I just finished watching the Ken Burns documentary “The Dust Bowl,” which tells the same story as Timothy Egan’s The Worst Hard Time, a book I read a couple of weeks ago to help me put today’s economic woes in perspective.
Boy, I don’t know from suffering. I might as well be in the 1%, I am so exceedingly pampered compared to those poor souls in Oklahoma, Texas, Colorado and Kansas (primarily) who struggled and suffered through the “dirty thirties” of heat, drought and blowing dust that killed their crops, their stock, and even their children. It was the worst man-made ecological disaster in American history, that started with the plowing up of the buffalo grass on the southern High Plains to plant wheat all through the roaring ’20s when wheat prices were at record highs. When wheat prices crashed, the Great Depression began and the rains stopped, millions of acres of dry land were abandoned and left empty, with nothing on it to keep it from rising up and blowing away by the hundreds of thousands of tons.

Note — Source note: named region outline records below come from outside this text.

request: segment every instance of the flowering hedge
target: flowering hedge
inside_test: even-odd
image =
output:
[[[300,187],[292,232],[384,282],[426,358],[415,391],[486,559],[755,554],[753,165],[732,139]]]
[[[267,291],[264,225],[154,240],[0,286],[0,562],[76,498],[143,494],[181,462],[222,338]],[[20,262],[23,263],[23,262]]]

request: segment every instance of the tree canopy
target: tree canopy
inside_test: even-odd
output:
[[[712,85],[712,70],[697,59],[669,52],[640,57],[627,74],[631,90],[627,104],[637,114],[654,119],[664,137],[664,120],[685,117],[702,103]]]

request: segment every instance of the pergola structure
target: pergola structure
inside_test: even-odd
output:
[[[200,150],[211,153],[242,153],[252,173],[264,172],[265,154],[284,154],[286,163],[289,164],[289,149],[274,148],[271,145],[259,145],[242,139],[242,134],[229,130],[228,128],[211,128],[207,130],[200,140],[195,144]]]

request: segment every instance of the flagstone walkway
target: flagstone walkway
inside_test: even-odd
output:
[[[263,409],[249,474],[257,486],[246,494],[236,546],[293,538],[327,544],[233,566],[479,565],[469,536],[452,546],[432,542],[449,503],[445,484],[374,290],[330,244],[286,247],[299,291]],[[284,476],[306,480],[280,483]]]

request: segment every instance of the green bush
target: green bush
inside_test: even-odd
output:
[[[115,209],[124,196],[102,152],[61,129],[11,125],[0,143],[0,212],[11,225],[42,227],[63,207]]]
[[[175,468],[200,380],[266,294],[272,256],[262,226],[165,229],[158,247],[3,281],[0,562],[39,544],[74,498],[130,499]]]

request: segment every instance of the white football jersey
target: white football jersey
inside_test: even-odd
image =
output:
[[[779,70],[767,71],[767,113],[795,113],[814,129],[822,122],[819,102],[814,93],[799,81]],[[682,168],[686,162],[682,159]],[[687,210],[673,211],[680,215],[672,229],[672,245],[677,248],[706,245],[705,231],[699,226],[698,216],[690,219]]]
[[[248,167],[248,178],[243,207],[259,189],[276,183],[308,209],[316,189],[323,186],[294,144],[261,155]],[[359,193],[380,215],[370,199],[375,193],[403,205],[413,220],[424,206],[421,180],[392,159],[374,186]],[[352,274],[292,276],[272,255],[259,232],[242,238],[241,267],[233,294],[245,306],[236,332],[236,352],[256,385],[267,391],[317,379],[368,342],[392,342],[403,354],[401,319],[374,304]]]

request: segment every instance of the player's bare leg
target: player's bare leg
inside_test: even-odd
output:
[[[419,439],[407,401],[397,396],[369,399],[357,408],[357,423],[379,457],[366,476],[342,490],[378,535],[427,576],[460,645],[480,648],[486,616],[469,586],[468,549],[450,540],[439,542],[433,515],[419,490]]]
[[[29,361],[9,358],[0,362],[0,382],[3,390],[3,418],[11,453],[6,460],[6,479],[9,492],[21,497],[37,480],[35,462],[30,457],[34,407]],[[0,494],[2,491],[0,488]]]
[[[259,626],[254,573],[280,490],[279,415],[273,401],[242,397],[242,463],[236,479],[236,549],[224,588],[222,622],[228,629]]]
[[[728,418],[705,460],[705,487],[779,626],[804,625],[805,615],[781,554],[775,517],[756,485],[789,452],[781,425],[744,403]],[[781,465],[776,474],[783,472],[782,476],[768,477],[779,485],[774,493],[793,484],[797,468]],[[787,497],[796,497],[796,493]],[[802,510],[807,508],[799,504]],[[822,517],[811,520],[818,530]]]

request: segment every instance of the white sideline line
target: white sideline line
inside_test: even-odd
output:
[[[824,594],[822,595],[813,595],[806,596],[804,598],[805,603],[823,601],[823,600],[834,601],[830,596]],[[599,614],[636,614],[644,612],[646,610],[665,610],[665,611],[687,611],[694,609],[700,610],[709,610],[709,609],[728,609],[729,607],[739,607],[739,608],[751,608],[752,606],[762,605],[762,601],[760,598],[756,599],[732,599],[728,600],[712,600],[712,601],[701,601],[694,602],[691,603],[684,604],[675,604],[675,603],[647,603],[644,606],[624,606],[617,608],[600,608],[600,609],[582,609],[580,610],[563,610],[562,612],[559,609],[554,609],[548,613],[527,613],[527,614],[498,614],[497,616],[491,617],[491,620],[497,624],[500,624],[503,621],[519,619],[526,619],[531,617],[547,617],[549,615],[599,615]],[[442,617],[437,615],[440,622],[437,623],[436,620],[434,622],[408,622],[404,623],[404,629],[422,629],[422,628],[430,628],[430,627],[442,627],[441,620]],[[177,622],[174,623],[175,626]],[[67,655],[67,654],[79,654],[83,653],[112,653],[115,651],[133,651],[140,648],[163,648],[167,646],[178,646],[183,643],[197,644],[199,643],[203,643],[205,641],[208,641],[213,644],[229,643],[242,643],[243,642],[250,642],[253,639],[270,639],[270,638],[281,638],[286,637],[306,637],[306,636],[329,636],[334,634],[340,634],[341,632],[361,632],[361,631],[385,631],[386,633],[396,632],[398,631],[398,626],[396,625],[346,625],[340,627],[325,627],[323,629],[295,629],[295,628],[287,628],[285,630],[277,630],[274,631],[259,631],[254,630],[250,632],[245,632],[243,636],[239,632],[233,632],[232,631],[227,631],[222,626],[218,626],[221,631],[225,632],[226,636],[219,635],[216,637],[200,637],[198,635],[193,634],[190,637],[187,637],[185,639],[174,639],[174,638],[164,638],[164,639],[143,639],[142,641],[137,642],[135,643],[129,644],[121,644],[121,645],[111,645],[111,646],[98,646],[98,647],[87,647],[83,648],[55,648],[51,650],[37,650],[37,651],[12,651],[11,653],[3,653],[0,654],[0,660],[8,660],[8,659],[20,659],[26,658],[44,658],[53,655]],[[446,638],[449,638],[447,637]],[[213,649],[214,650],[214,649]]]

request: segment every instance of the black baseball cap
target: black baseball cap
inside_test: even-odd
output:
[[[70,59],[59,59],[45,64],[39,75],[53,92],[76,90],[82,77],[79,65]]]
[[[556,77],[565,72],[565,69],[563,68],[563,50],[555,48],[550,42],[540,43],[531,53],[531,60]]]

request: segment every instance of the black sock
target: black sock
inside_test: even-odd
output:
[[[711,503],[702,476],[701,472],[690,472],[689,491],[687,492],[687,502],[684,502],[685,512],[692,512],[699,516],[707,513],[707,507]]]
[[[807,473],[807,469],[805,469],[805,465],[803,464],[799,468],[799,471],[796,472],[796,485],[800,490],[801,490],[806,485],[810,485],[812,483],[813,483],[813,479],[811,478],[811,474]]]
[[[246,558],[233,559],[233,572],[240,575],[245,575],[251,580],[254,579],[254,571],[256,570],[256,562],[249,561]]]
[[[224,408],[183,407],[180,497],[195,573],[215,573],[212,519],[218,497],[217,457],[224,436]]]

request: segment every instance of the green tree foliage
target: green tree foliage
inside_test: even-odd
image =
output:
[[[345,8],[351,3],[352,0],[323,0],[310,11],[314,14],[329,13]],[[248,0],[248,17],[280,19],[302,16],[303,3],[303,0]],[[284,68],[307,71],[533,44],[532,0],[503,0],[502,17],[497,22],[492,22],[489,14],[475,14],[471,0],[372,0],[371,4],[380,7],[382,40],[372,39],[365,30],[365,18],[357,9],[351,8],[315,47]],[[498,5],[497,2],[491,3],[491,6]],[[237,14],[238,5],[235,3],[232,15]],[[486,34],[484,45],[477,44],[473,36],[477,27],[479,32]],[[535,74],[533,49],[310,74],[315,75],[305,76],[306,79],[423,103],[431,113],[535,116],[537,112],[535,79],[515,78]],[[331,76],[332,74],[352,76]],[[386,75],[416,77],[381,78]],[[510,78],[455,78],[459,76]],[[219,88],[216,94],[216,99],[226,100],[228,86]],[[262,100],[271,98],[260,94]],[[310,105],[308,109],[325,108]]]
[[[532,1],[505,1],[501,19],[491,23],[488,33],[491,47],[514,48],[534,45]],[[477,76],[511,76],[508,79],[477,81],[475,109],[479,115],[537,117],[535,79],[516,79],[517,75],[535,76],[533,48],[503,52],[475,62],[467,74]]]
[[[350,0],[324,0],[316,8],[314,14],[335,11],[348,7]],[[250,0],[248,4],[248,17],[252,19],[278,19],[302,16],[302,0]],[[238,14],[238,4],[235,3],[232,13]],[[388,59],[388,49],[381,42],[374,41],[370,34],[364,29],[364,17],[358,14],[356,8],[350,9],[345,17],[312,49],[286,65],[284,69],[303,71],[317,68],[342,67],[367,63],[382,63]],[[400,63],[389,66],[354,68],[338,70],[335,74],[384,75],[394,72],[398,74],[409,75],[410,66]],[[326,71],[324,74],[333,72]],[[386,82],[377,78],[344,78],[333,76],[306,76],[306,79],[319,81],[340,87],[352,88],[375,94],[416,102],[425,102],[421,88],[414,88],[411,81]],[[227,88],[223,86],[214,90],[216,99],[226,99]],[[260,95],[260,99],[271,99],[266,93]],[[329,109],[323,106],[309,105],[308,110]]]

Large sections of the High Plains have since recovered from these ravages, but industrial agriculture has returned there with a vengeance thanks to irrigation with water drawn up from the Ogallala Aquifer, which is being rapidly depleted in order to grow hog and cattle feed. They say in 20 years, there will be no natural source of drinking water left in the central states if withdrawal continues at the present rate. Total desertification of the High Plains and another dust bowl could happen again within a generation.
“The Dust Bowl” makes the point that pursuing a quick profit today without a care for the costs to be borne tomorrow, especially by the planet on which we live, leads to disaster. We did it to our country once, and it’s likely we will do it again because as long as there is easy money to be made from plundering natural resources, we will do it. That is the American way.
I hope the human race can turn the corner before it’s too late and realize that we don’t have anywhere else to go, anywhere else to live. If we use up all the clean air and water and cut down all the trees and poison all the oceans, where will we live? We must find both the will and the means to put the welfare of our planet above the drive for profit. There are no jobs on a dead planet.
Those who do not study history are doomed to repeat it.